Ganhasse o primeiro prêmio – passagem e estadia de um ano no Japão – eu me empenharia na minha busca zen, talvez até me tornasse mestre, feito só alcançado por um ocidental. Jornalista, redator de publicidade e colecionador de arte, John Toller serviu no exército americano em 1954 no Japão e ficou por lá fazendo traduções. Em 1973, aos 42 anos, raspou a cabeça e entrou para um mosteiro em Kyoto. Alternava meditação e diálogos com tarefas como cortar lenha, cultivar legumes e limpar o chão do templo. Com outros discípulos, embarcou em viagens de mendicância, caminhando no rigor do inverno pela neve com sandálias de palha, esfregando os pés com óleo para prevenir rachaduras e sangramento. Vejam só as delícias de que o destino meu poupou.
• Uma última vez sofri a Síndrome do Remorso do Dilema Binário. Eu fazia traduções para o serviço de divulgação A Voz da Rússia e, crítico de jazz com vários livros publicados, me convidaram para o Odessa JazzFest, mas, por obra e graça da dupla diabólica Putin-Medevdev, a viagem foi abortada. Lamentei amargamente perder a oportunidade de visitar a monumental e lendária Escadaria de Odessa, onde foi filmada a mais importante cena do cinema: o fuzilamento pelos cossacos do Tzar de populares que iam acolher os marujos do Encouraçado Potemkim.
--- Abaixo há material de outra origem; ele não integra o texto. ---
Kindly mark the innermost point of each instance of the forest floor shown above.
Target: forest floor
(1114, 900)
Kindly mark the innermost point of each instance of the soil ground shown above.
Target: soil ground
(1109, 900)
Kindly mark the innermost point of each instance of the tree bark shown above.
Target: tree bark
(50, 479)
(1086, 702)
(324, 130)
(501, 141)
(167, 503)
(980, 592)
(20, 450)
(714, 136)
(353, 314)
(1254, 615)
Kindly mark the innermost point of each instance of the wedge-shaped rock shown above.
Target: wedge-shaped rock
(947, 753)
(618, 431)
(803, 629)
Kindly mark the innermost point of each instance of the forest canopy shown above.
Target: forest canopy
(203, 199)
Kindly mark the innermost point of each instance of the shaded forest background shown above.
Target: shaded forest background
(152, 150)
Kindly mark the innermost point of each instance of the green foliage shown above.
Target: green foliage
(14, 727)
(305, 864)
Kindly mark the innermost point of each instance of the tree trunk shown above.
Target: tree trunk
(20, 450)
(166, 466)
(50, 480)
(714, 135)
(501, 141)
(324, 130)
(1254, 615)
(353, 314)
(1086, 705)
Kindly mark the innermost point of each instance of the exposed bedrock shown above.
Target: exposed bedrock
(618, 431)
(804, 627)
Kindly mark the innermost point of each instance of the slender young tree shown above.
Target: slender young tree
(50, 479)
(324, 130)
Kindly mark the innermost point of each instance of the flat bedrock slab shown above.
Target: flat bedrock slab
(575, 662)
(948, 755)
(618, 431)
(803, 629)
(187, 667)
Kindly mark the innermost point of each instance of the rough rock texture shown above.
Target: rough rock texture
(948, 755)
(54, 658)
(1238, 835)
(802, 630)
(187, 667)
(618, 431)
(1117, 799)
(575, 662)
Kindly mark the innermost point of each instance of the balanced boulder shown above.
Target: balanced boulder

Aquele turbilhão de imagens na fantástica montagem de Serguei Eisenstein, inspirada – como assinalei em meu trabalho sobre a cultura japonesa – no ideograma chinês e na estrutura do haicai.
A idade me ensinou a não chorar pelo leite derramado. Quanto à ideia de reescrever o meu destino, cheguei à conclusão de que a vida de uma pessoa é a combinação daquilo que cai ao acaso no seu caminho com aquilo por que ela mesma corre trás. Como diz o Bardo, “Bem está o que bem acaba.”